Post by vidya » 26 Sep 2009, 01:38

Thanks, Ramakriya. Lovely lyrics! The following were what I was looking for with the literal translation. Yes most of them use simple symbols but have complex layers/ imagery !

gaganada mElondabhinava giLi huTTi
sayasambhramadalli maneya mADittu !
ondu dina giLi ippataidu giLiyAyittu !
brahmanA giLige hnjaravAd
vishNuvA giLige koRekULAd
rudranA giLige tA kOlAda
intI mUvara mundaNa kndana nungi
dR.shTanAma nashTavAyittu-identO guhESvara ?!


A new parrot was born in the sky
Andmade herself a gorgeous house
One parrot became twenty five
Brahma became her cage
Vishnu her bird-feed
And Rudra her perch
Whe she devoured
right in front of them
a baby
all that's seen and all that's heard
vanished: how come, Oh!
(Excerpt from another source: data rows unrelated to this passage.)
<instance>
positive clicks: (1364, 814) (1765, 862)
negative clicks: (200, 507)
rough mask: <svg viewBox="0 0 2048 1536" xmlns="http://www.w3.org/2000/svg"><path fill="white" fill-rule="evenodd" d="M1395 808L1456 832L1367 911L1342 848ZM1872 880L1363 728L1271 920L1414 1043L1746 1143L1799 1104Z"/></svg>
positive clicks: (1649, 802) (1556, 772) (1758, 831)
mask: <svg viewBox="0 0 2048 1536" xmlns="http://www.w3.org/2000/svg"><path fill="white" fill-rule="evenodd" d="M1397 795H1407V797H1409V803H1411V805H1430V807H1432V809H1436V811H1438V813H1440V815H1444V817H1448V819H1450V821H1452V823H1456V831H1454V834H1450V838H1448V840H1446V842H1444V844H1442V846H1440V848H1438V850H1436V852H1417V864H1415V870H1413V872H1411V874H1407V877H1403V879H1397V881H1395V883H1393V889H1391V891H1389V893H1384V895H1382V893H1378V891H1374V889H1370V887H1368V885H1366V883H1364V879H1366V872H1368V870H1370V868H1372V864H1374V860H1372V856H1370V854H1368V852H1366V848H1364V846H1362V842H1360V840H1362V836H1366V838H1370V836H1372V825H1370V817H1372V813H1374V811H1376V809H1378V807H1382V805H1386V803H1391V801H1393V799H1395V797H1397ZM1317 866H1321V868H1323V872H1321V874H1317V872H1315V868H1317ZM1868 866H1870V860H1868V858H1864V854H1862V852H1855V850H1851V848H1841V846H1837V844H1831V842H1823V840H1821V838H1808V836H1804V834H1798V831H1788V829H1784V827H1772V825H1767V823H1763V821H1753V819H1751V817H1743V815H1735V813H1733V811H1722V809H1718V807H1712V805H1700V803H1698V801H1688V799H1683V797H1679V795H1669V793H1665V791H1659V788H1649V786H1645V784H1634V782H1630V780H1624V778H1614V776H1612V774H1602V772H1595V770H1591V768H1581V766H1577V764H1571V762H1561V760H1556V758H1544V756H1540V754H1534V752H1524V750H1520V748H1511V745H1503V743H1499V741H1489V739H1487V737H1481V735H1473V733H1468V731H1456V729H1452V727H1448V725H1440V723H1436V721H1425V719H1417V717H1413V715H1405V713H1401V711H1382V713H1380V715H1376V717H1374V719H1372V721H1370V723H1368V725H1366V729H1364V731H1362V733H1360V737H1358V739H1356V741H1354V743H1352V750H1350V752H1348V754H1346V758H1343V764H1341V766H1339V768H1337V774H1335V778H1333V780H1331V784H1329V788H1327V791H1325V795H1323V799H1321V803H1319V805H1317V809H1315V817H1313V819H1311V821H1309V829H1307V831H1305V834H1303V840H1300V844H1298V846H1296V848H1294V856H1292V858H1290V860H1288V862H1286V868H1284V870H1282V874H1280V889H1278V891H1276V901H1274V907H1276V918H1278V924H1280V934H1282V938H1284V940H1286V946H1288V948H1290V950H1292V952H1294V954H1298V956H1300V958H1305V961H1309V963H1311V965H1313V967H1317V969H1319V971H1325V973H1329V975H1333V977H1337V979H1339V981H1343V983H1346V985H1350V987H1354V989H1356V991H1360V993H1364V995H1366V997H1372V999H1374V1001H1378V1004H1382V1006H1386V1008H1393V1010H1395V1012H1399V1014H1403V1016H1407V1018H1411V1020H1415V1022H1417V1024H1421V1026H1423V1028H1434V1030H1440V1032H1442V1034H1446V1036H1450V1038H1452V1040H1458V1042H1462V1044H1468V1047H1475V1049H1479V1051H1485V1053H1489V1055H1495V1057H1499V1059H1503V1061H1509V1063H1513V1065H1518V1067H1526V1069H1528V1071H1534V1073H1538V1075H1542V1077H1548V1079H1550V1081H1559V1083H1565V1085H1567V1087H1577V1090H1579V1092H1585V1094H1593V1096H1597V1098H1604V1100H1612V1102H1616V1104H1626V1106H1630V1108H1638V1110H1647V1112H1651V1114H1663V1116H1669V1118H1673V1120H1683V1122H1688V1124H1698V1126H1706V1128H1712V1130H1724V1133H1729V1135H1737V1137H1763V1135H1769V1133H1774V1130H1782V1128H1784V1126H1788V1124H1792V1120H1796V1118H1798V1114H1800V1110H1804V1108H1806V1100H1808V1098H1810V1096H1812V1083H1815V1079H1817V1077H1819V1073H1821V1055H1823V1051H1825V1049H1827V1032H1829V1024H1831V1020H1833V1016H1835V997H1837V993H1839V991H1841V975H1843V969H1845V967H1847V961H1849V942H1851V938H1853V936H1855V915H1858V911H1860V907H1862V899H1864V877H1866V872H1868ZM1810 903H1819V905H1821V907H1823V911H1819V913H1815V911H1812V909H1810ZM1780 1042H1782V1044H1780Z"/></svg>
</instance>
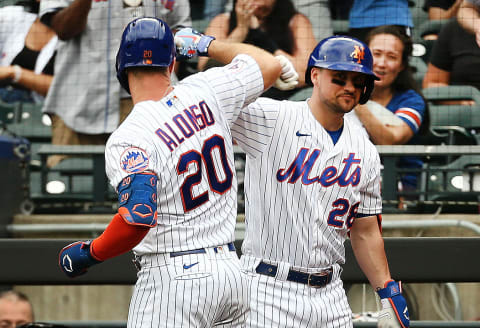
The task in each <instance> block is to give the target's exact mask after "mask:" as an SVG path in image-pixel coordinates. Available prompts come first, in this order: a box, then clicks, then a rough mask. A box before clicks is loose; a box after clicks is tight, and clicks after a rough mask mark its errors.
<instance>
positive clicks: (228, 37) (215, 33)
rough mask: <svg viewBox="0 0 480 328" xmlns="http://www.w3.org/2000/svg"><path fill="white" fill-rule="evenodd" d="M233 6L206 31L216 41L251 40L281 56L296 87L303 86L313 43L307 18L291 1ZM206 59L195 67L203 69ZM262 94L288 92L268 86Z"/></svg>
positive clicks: (272, 0) (267, 95)
mask: <svg viewBox="0 0 480 328" xmlns="http://www.w3.org/2000/svg"><path fill="white" fill-rule="evenodd" d="M233 8H234V9H233V10H232V12H231V13H225V14H221V15H218V16H217V17H215V18H214V19H213V20H212V22H211V23H210V25H209V26H208V28H207V29H206V31H205V33H206V34H207V35H212V36H214V37H215V38H217V39H218V40H226V41H227V42H245V43H250V44H253V45H255V46H257V47H260V48H263V49H265V50H267V51H269V52H271V53H273V54H275V55H284V56H285V57H287V58H288V59H289V60H290V61H291V62H292V63H293V65H294V67H295V70H296V71H297V72H298V74H299V76H300V78H299V84H298V87H300V86H304V85H305V77H304V76H305V69H306V63H307V61H308V56H309V54H310V52H311V50H312V49H313V48H314V47H315V44H316V41H315V36H314V35H313V29H312V25H311V23H310V21H309V19H308V18H307V17H306V16H305V15H303V14H300V13H298V12H297V11H296V10H295V7H294V6H293V3H292V1H291V0H282V1H277V0H262V1H252V0H238V1H237V0H236V1H234V7H233ZM207 61H208V59H206V58H203V57H202V58H199V60H198V69H199V70H204V69H205V68H206V67H207ZM211 64H212V63H211V62H209V63H208V66H210V65H211ZM269 91H270V90H269ZM293 91H295V90H293ZM290 92H292V91H290ZM292 93H293V92H292ZM264 95H267V96H269V97H272V98H276V99H279V98H280V99H285V98H286V97H288V96H289V95H291V93H289V92H286V91H279V90H276V89H271V91H270V92H267V93H266V94H264Z"/></svg>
Guheshwara

(in the final stage of the soul's ego state life's parrot is born and settles in the world.It's made of 25 elements. Brahma stands for the gross, Vishnu for the subtle and rudra the causal. Because these three principles are devoured by the ego state, it cannot see anything and cannot identify anything by name.

huliya taleya hulle hulleya taleya huli-
I eraDara naDu ondAyittu !
huliyalla - hulleyall
keladalondu bndu melukADittu nODA.
taleyillada muND
taRageleya mEdare
elemaReyAyittu guhESvara.

A strange animal it is !
With one body.
With two heads of tiger and deer,
It is neither a tiger nor a deer.
A different one stands by the side,
Chewing its cud.
It's headless body browses a dry leaf
A great leaf leaps off the sight
Oh! Guheshwara!
(time is depicted as a tiger and maya is pictured as a deer etc)
Last edited by vidya on 26 Sep 2009, 01:39, edited 1 time in total.